Custom question answering project lifecycle

Custom question answering learns best in an iterative cycle of model changes, utterance examples, deployment, and gathering data from endpoint queries.

Creating a project

Custom question answering projects provide a best-match answer to a user query based on the content of the project. Creating a project is a one-time action to setting up a content repository of questions, answers, and associated metadata. A project can be created by crawling pre-existing content such the following sources:

  • FAQ pages
  • Product manuals
  • Q-A pairs

Learn how to create a project.

Testing and updating your project

The project is ready for testing once it is populated with content, either editorially or through automatic extraction. Interactive testing can be done in Language Studio, in the custom question answering menu through the Test panel. You enter common user queries. Then you verify that the responses returned with both the correct response and a sufficient confidence score.

  • To fix low confidence scores: add alternate questions.
  • When a query incorrectly returns the default response: add new answers to the correct question.

This tight loop of test-update continues until you are satisfied with the results.

Deploy your project

Once you are done testing the project, you can deploy it to production. Deployment pushes the latest version of the tested project to a dedicated Azure AI Search index representing the published project. It also creates an endpoint that can be called in your application or chat bot.

Due to the deployment action, any further changes made to the test version of the project leave the published version unaffected. The published version can be live in a production application.

Each of these projects can be targeted for testing separately.

Monitor usage

To be able to log the chat logs of your service and get additional analytics, you would need to enable Azure Monitor Diagnostic Logs after you create your language resource.

Based on what you learn from your analytics, make appropriate updates to your project.

Version control for data in your project

Version control for data is provided through the import/export features on the project page in the custom question answering section of Language Studio.

You can back up a project by exporting the project, in either .tsv or .xls format. Once exported, include this file as part of your regular source control check.
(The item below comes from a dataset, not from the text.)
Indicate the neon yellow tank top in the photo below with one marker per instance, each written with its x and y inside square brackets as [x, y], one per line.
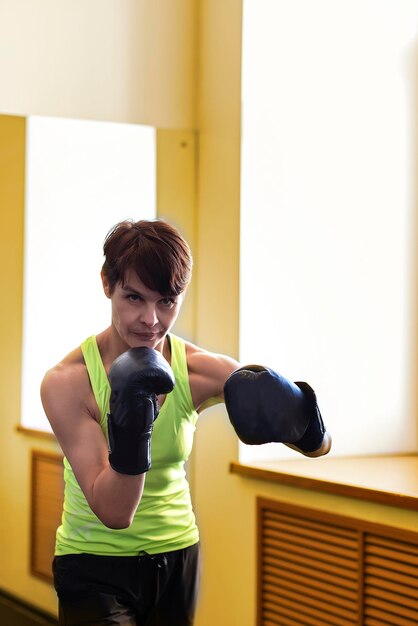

When you need to go back to a specific version, you need to import that file from your local system. An exported must only be used via import on the project page. It can't be used as a file or URL document data source. This will replace questions and answers currently in the project with the contents of the imported file.

Test and production project

A project is the repository of questions and answer sets created, maintained, and used through custom question answering. Each language resource can hold multiple projects.

A project has two states: test and published.

Test project

The test project is the version currently edited and saved. The test version has been tested for accuracy, and for completeness of responses. Changes made to the test project don't affect the end user of your application or chat bot. The test project is known as test in the HTTP request. The test knowledge is available with Language Studio's interactive Test pane.

Production project

The published project is the version that's used in your chat bot or application. Publishing a project puts the content of its test version into its published version. The published project is the version that the application uses through the endpoint. Make sure that the content is correct and well tested. The published project is known as prod in the HTTP request.